Raytheon and the US Navy say they have successfully used a combined-beam fiber laser to shoot down unmanned aerial vehicles in flight.
The anti-aircraft solid-state laser produces a 50KW beam, and can also be used against rockets and small ships.
The demonstration was carried out in May, against four unmanned aerial vehicles (UAVs). These were successfully destroyed using the Navy's Laser Weapon System (LaWS), guided by Raytheon's Phalanx Close-in Weapon System CIWS) sensor suite.
LaWS is made up of six industrial-use lasers that simultaneously focus on the target.
"These engagements validate the operational viability of the Phalanx-LaWS combination at sea," said Dr Taylor W Lawrence, president of Raytheon Missile Systems.
"The Raytheon-Navy team demonstrated the systems' capability to detect, track, engage and defeat dynamic targets at tactically significant ranges in a maritime environment."
The test was carried out in conjunction with the US Navy's Phalanx anti-missile defence system.
The LaWS was mounted on a platform close to the Phalanx Block 1B mount. The Phalanx operator used the Block 1B's surface mode to perform electro-optical tracking, while the system's radio frequency sensors provided range data to the LaWS.

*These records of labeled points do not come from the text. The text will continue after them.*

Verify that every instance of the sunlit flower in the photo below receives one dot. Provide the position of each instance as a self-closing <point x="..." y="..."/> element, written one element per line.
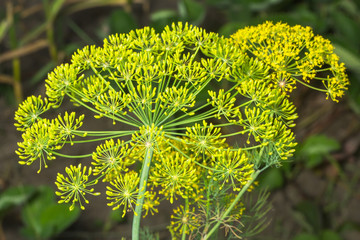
<point x="75" y="185"/>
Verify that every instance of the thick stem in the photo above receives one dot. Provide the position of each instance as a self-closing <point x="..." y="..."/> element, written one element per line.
<point x="236" y="200"/>
<point x="142" y="189"/>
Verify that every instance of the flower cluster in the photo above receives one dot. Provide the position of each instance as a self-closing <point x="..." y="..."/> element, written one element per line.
<point x="183" y="93"/>
<point x="294" y="55"/>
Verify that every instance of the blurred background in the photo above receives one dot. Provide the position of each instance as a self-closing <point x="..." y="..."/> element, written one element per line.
<point x="316" y="196"/>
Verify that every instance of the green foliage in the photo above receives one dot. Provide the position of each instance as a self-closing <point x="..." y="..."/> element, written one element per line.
<point x="154" y="83"/>
<point x="13" y="197"/>
<point x="38" y="216"/>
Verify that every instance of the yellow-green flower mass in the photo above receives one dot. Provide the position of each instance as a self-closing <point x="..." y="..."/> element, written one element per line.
<point x="182" y="94"/>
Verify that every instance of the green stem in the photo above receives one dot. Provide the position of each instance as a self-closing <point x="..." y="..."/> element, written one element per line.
<point x="233" y="204"/>
<point x="184" y="228"/>
<point x="142" y="189"/>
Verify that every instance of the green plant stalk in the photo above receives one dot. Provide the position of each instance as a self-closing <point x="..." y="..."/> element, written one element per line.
<point x="51" y="41"/>
<point x="142" y="189"/>
<point x="254" y="175"/>
<point x="183" y="237"/>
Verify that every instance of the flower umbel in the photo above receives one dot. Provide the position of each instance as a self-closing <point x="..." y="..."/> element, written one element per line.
<point x="204" y="116"/>
<point x="75" y="185"/>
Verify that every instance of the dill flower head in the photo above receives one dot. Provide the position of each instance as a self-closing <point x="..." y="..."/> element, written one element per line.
<point x="295" y="55"/>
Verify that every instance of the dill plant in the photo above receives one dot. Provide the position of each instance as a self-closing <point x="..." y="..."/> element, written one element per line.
<point x="182" y="93"/>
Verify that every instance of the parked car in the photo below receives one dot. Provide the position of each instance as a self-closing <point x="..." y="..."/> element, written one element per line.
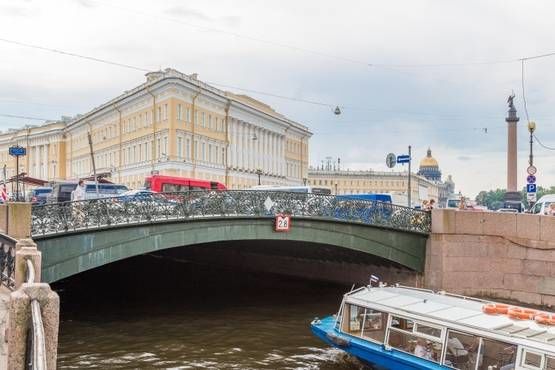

When the Phalanx acquired the UAV, the LaWS destroyed the target."The Raytheon-Navy team is moving directed energy solutions toward utility in the battlespace to provide warfighters with speed-of-light protection," said Lawrence.
"This shoot-down leverages the significant investment the Navy has made in the Phalanx Close-in Weapon System and extends its combat-proven leadership in close-in defense systems."